Baltimore-area quilter Joan Zelinka is pleased to be part of a project kicking off Thursday, July 4 to recreate the 30 x 42 foot flag with “broad stripes and bright stars” that flew over Baltimore's Fort McHenry from the War of 1812 and inspired Francis Scott Key to write the words that later became our national anthem.

After all, "It’s a rare day that I do not stitch,” said Zelinka.

And she and others involved in the Maryland Historical Society events marking the bicentennial of the War of 1812 will have plenty of stitching to do, all by hand.

They'll sew anew the flag using the same tools, techniques, materials, and within the same 6 week timetable that local Baltimore flag maker Mary Pickersgill used to create the original flag during the summer of 1813.

Key spotted the huge flag on September 14, 1814 when U.S. soldiers at the fort raised it to signal a victory over British forces. The restored remains of that banner are now displayed under glass and in a special chamber at the Smithsonian’s National Museum of American History in Washington, D.C.

The new version, on the other hand, will be a touchable piece of the fabric of history.

Flag bunting
Courtesy Courtesy Maryland Historical Society

To recreate the flag, the historical society has recruited more than 100 experienced quilters to construct the majority of the flag beginning on July 4th at Baltimore’s Fort McHenry National Monument and Historic Shrine. Members of the general public who sign up ahead of time will be able to add stitches to the flag as well in two afternoons of public stitching on Saturday, August 3 and Sunday, August 11.

One completed, the recreated Star Spangled Banner will fly over Fort McHenry National Monument and Historic Shrine.

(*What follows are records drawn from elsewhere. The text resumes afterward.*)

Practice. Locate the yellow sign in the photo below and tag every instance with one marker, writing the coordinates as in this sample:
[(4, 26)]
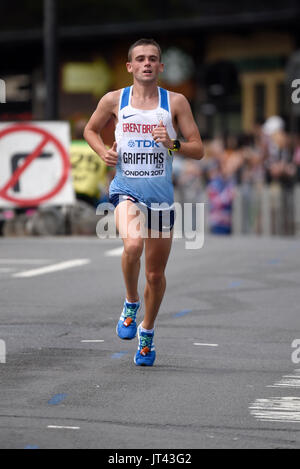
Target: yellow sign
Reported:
[(81, 77), (88, 170)]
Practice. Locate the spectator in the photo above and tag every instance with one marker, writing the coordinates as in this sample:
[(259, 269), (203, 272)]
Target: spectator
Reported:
[(220, 191), (281, 175)]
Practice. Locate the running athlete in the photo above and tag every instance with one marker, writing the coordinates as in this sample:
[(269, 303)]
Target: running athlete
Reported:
[(148, 119)]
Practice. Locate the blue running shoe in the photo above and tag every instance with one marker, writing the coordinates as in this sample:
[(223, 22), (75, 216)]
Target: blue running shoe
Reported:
[(127, 327), (146, 354)]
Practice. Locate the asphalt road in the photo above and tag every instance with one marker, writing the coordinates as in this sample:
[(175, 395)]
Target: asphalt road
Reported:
[(224, 375)]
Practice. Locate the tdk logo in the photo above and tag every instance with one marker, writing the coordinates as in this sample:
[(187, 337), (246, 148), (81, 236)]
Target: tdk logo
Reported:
[(143, 144)]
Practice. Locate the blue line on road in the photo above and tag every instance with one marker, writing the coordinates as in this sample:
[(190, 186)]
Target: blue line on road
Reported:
[(57, 399), (118, 355), (183, 313)]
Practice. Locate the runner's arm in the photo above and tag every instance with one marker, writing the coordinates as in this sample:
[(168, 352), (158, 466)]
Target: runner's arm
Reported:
[(192, 147), (97, 122)]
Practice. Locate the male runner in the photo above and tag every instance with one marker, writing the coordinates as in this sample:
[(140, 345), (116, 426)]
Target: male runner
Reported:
[(147, 120)]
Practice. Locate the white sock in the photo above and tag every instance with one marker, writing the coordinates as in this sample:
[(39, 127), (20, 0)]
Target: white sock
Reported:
[(147, 331), (128, 302)]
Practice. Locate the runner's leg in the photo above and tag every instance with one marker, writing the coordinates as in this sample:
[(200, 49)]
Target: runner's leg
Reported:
[(133, 249), (157, 252)]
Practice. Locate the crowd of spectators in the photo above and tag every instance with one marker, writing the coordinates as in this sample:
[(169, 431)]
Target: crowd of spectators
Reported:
[(247, 169)]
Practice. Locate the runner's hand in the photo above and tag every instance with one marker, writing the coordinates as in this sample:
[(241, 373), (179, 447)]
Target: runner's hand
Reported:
[(111, 157), (160, 135)]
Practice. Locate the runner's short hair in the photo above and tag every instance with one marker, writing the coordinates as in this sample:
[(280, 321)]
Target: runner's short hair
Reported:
[(144, 42)]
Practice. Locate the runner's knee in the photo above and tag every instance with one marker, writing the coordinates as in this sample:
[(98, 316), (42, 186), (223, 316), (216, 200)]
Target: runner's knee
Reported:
[(155, 279), (133, 249)]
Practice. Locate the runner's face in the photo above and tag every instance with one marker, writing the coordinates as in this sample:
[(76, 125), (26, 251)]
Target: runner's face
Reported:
[(145, 64)]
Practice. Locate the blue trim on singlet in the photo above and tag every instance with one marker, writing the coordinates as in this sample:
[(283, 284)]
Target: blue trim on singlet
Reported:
[(164, 102), (125, 97)]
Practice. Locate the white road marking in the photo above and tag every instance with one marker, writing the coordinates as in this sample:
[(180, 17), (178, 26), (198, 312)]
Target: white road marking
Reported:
[(53, 268), (288, 381), (277, 409), (56, 427), (206, 345), (92, 341), (115, 252)]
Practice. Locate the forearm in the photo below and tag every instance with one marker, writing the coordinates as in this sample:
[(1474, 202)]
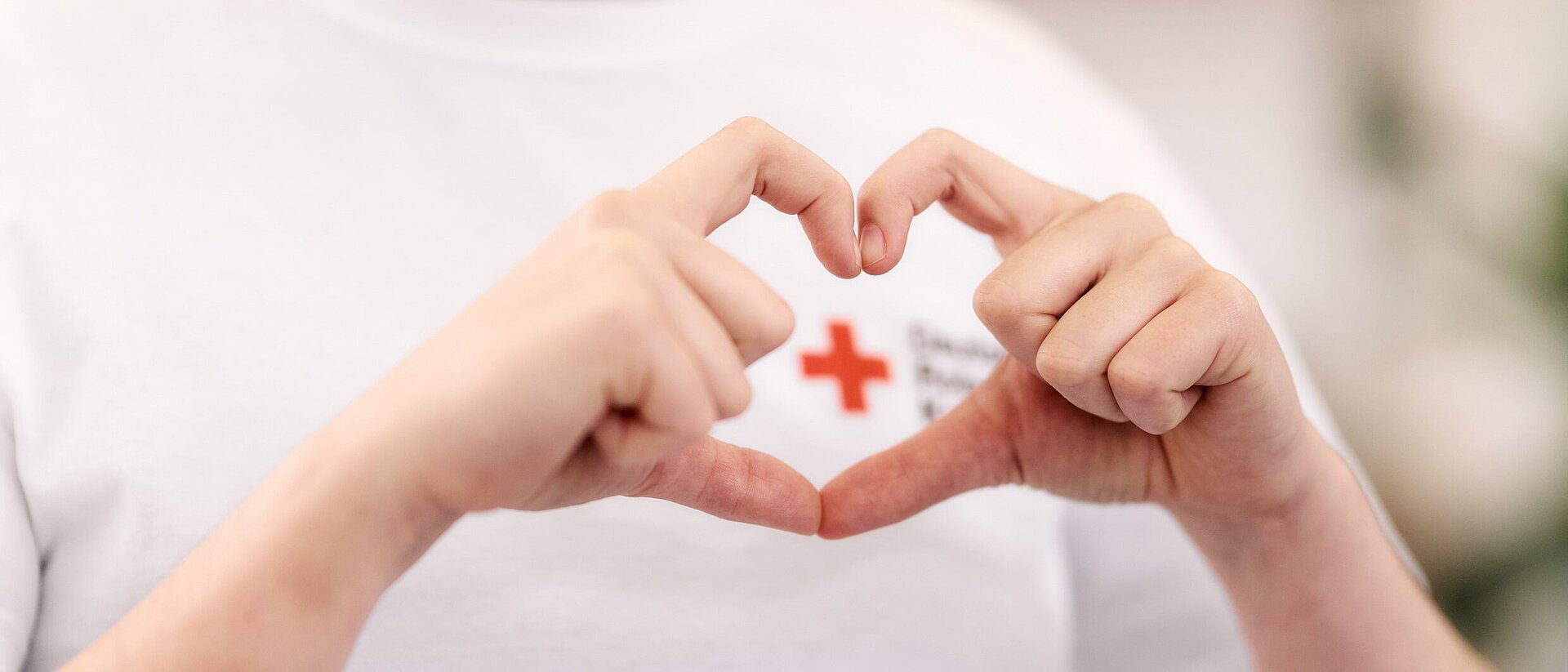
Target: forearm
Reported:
[(1317, 586), (289, 578)]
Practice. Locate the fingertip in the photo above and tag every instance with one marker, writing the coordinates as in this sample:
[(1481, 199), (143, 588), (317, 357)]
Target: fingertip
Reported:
[(844, 508)]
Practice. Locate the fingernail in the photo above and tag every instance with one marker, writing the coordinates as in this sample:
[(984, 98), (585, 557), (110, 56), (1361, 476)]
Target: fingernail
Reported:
[(872, 248)]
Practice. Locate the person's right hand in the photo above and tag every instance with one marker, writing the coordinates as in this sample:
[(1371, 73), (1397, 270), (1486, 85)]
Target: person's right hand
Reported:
[(599, 363)]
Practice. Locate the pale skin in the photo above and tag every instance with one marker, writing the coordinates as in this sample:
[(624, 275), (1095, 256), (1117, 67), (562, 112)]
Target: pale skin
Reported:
[(1137, 373)]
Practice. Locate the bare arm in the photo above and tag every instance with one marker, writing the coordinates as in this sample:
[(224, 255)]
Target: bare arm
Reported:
[(595, 368)]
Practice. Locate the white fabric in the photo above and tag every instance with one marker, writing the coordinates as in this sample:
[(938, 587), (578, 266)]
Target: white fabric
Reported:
[(221, 221)]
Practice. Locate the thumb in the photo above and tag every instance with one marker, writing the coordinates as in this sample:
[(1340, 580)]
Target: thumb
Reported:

Then, along with Francis Scott Key’s original Star-Spangled Manuscript, the new flag will be part of the 2014 Flag Day celebration at the Smithsonian’s Museum of American History in Washington, D.C.

"I’m proud to be able to remind people that Baltimore is not just a football team," said Zalinka, “However few or many stitches I do, I’m proud I’ll be part of something that lets people know about our nation’s history and the role that Baltimore played in that history.”